About 11 percent of those who filed for Chapter 7 would have failed the means test, according to a 1998 study funded by credit card servicer Visa International Inc. in San Francisco.

Some Democrats and consumer groups who oppose the legislation say credit card companies are partly at fault for the rise in bankruptcies because they have targeted so much of their marketing to households that can't afford to repay their debts. The new law, they said, mostly would affect struggling middle-income families.

"It's very likely we're going to see another attempt to make it harder for middle-income Americans who have suffered genuine financial misfortune to have the protections of bankruptcy court," said Travis Plunkett, legislative director for the Consumer Federation of America.

Ralph Nader, the consumer advocate and former presidential candidate, said the bill aims to punish consumers without addressing more egregious abuses in corporate bankruptcies.

Passing on costs

The Financial Services Roundtable, which represents major banks in lobbying for the measure, said the rising costs of unpaid loans to banks hurt all consumers, because the industry is forced to pass costs on to their customers in the form of higher fees and interest rates.

"Abuse of the bankruptcy system by those debtors who have demonstrated ability to repay their debts has a negative impact on our economy," Steve Bartlett, president of the Washington group, said in a 2003 letter to Republican Representative Michael Oxley of Ohio, chairman of the House Financial Services Committee.
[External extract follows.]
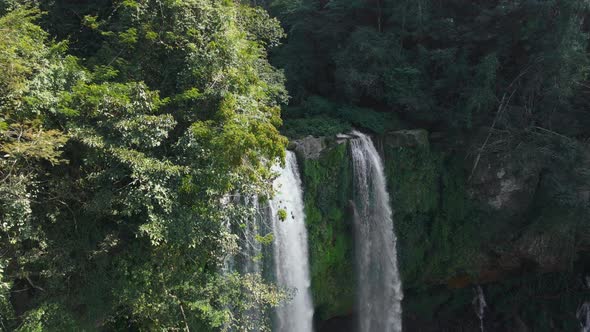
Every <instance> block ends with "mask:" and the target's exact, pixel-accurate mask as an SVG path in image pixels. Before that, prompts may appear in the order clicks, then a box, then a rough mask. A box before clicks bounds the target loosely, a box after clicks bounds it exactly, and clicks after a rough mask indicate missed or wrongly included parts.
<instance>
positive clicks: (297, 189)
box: [270, 152, 313, 332]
Bankruptcy bills have passed both the House and Senate three times since 1998, only to die in the final stages of compromise. Proponents are more optimistic this time. "The election outcome has brightened the prospects for bankruptcy reform," said Rick Lazio, a former U.S. representative from New York who is now executive vice president for global government relations at JPMorgan.

Republicans gained four Senate seats in the election, giving them 55 out of 100; three former House Republican lawmakers who won Senate seats _ John Thune of South Dakota, Jim DeMint of South Carolina and Richard Burr of North Carolina _ voted in favor of the bill in the past. In addition, a long-time supporter of the legislation, Sen. Harry Reid of Nevada, was elected Senate Democratic leader; Citigroup Inc. of New York has a credit card processing center in his home state.

Republican Sen. Charles Grassley of Iowa, a chief sponsor of the bill, said Senate Republican Leader Bill Frist of Tennessee promised to bring the legislation to a vote in 2005, after declining to bring it up for the past two years.

"I've been assured by Sen. Frist that it will have time early in the year," Grassley, chairman of the Senate Finance Committee, said in an interview. "And I think the enhanced Republican majority will help our effort to get it passed." The legislation will be brought up for a vote sometime in 2005, said Amy Call, Frist's spokeswoman.

Nader said in an interview that the Republicans would pass the law next year because "there's no one to stop them."

Rising rates

U.S. banks have been charging off more consumer loans in recent years after consumers stopped repaying or had their debts discharged through bankruptcy proceedings, and that likely will increase as interest rates rise, said John McCune, a banking industry analyst with SNL Financial in Charlottesville, Va. The top 25 largest U.S. banks charged off $19.3-billion in loans in 2000; that grew to $27.5-billion in 2003, SNL data show.

In 2003, Citigroup led the pack with $7.5-billion in charged-off consumer loans, followed by Bank of America Corp. in Charlotte, N.C., with $2.3-billion, according to SNL data. JPMorgan was next, with $1.6-billion.

The biggest boon to creditors from the proposed legislation is that many consumers will be discouraged from filing under Chapter 7, said Edward Janger, a professor at Brooklyn Law School. The bill allows creditors to demand a hearing before a judge to determine whether a person filing for bankruptcy would fail the means test and should instead file under Chapter 13. The cost of hiring an attorney to prepare for and attend the hearing would deter many applicants, he said.